It was a strange month. This update is late since I have had far too much on my mind, and that has also impacted a few projects, but there are a few things I want to note:
Vibe Coding
I have been doing a little experiment with my feed summarizer over the past couple of months, and I’m very sorry to say that the latest version was pretty much all written using AI.
VS Code and Claude have evolved a lot in terms of integration and my staple approach is still valid, but there have been quite a few annoyances along the way.
Here are some of the main issues I’ve noticed:
-
Over-Eagerness to process
TODO
items:
Most models now tend to churn throughTODO
lists unprompted, often without validating whether the resulting code actually works as intended. -
Zero Short-Term Memory:
Even withSPEC
,TODO
, and the new.github/copilot-instructions.md
grounding, coding agents still:- Ignore coding standards.
- Fail to re-use or call previously written code.
- Deviate from established code structures.

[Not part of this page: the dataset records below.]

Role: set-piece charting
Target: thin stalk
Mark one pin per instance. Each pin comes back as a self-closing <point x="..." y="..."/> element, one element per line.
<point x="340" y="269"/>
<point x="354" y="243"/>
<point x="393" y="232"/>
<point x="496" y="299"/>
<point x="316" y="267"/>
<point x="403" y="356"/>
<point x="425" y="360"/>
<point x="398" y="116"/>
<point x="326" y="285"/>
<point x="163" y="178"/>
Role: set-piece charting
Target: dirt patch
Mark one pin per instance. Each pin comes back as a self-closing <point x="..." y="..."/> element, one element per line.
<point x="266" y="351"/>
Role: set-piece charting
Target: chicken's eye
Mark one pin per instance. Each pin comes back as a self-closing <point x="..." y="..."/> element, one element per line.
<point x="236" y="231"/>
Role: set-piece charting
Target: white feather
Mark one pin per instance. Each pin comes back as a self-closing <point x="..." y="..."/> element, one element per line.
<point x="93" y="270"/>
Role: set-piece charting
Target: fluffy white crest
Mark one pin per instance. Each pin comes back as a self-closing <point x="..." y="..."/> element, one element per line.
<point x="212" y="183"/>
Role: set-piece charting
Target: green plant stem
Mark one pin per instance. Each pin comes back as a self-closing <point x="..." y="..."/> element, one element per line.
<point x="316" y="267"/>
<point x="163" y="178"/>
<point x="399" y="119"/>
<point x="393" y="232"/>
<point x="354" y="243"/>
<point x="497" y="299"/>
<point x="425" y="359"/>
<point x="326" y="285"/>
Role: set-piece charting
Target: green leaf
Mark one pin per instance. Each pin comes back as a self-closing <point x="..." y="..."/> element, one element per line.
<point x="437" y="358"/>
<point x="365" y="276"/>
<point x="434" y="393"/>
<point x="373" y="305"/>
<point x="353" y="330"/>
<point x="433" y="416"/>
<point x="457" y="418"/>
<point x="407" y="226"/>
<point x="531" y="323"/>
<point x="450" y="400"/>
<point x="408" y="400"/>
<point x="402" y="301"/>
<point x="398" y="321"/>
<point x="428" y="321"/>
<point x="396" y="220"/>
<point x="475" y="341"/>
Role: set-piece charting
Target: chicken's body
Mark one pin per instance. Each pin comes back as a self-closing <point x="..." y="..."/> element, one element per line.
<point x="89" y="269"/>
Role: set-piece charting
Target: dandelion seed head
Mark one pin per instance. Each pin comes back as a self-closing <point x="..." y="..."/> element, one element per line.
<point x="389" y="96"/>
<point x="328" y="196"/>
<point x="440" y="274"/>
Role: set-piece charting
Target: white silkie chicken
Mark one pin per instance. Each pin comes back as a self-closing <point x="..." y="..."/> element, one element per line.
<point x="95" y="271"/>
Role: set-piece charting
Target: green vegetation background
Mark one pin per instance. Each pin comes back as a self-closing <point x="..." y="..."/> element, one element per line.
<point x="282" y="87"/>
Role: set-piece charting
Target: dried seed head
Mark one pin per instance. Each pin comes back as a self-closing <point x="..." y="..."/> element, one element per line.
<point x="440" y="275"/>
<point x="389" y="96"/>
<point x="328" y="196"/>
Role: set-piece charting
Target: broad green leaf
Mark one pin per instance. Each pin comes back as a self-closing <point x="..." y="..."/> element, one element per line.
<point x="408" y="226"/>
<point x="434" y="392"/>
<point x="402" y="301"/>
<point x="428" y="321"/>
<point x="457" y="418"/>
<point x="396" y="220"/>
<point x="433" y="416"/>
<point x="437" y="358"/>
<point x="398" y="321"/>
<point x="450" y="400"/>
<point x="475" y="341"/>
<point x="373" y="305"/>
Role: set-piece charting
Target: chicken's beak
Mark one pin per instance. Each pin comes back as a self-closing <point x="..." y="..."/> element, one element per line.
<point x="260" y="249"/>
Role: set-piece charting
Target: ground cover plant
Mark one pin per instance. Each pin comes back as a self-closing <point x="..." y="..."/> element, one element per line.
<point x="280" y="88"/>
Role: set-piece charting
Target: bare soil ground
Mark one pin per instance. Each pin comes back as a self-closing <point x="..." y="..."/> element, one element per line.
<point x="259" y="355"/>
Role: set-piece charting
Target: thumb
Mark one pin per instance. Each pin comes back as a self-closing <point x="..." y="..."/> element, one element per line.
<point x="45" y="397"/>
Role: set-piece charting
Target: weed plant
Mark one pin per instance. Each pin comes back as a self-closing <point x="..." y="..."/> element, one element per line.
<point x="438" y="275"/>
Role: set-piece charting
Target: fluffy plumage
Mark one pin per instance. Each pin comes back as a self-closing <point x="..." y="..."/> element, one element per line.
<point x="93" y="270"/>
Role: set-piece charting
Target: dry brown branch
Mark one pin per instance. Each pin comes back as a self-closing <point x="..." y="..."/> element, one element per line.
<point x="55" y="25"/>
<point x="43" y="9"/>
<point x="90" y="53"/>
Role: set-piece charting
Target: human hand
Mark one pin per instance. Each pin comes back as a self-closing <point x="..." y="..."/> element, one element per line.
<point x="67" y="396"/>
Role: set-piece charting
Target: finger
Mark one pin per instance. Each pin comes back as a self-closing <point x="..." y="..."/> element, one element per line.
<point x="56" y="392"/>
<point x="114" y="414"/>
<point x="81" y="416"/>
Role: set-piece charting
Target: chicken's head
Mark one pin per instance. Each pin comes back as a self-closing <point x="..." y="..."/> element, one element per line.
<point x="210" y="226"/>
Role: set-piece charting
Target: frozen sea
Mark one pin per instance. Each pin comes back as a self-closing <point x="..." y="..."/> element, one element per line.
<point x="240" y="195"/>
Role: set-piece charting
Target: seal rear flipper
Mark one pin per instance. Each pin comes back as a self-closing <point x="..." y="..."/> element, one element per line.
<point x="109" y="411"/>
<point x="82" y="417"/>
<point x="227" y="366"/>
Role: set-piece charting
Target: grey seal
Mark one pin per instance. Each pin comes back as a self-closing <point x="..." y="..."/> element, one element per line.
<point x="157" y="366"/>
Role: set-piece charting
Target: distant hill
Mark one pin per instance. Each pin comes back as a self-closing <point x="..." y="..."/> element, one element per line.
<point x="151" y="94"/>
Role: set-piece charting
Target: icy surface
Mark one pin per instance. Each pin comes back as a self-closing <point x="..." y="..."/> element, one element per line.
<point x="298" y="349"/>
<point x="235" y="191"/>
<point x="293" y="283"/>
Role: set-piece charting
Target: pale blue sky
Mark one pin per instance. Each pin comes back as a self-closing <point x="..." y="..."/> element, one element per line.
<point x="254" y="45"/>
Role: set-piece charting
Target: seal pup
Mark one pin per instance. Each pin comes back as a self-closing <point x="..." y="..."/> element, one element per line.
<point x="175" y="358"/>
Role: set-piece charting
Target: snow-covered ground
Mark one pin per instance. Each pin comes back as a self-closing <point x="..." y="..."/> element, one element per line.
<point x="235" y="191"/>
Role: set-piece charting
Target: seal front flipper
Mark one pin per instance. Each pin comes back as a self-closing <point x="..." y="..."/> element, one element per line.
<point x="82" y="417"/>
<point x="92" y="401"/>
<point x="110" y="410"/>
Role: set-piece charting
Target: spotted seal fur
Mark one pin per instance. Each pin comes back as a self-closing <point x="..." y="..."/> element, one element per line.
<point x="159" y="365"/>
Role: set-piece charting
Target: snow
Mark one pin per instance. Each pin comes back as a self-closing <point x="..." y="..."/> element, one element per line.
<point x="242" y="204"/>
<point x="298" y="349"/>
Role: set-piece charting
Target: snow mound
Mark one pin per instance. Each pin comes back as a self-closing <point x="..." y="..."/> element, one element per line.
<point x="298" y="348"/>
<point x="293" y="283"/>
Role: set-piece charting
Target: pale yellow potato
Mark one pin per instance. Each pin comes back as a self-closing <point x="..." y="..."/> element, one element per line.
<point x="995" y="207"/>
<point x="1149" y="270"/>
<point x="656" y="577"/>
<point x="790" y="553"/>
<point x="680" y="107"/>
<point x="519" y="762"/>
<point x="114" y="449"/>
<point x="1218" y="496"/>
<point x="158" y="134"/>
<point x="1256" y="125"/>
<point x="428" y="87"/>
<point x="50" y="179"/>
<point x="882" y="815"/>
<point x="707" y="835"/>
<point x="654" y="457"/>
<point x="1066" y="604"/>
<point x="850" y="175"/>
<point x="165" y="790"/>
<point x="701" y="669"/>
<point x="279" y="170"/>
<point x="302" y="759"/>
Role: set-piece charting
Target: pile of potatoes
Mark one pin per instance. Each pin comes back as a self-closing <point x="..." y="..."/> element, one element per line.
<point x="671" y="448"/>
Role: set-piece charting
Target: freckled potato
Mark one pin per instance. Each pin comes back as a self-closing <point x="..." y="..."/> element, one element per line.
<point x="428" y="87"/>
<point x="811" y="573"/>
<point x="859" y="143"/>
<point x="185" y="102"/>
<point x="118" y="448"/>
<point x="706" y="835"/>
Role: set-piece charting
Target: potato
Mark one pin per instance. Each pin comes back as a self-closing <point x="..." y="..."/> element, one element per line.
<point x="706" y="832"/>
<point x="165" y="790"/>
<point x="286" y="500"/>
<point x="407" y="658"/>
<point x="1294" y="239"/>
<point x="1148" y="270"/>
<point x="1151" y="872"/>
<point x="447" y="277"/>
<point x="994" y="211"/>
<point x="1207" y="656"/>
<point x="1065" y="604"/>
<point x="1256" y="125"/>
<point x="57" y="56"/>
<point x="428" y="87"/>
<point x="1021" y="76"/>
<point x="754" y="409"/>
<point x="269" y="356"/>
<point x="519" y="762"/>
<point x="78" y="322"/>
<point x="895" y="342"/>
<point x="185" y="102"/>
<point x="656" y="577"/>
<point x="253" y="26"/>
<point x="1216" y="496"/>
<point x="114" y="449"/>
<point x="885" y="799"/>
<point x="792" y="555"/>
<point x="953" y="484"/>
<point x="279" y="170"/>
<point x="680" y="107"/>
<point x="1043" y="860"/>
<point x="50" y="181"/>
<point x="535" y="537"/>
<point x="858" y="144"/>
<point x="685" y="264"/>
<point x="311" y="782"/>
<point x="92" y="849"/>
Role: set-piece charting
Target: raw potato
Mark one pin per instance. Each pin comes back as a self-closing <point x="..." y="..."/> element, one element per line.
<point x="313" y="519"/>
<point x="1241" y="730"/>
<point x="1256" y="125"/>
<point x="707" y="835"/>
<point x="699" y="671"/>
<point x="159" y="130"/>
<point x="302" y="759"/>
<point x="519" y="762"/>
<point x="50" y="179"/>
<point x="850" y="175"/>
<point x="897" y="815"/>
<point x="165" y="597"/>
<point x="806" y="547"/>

- Write overly complex, verbose, and often redundant functions.
-
Untidiness:
Claude, in particular, is prone to:- Producing emoji-laden checklists and proclaiming success before tasks are truly complete.
- Littering the repository with ad hoc
test_
files that are frequently re-written and rarely re-used.
And I think the key word here is “eager”. The chat interactions have become grating and annoying, so I now just say “Implement item #3 in the TODO.md
and write appropriate tests”.
The upshots are that the current codebase has a lot more logging than I would have ever bothered with and an (arguably) better database schema, but I am not overly impressed. Overall, using AI saved me just a little more time than the time I spent working the problem and explaining to it the issues it created, and it can be more mentally burdensome to type out the stuff I want fixed (because I have to write an all-inclusive prompt to avoid deviations) than to fix it myself.
As to the changes I’ve noticed over time, I suspect this is mostly due to tweaks in the scaffolding (updating the system prompts inside the editor, etc.) and nothing I can really ascribe to any model improvements.
I don’t really like the code, but it is stuff I didn’t really want to write myself. Time will tell how correctly it works, but I am a bit worried about overall quality–not just of my stuff, but of the generation of software that is being written today.
Media and Entertainment
We finally finished watching the second season of Andor, which is, together with Rogue One, undoubtedly the best Star Wars I’ve ever seen. In comparison, all the other Star Wars spinoffs feel like kitschy messes and self-serving director playgrounds that might as well be binned, but I don’t suppose Disney will really get this–we were just lucky.
On a lower note, for the first time in a couple of years I am behind on my regularly scheduled reading to the point where I really need to step things up a tad. In my defense, I wasn’t expecting the Blue Ant Series (which I had actually never read in order) to be this long-winded.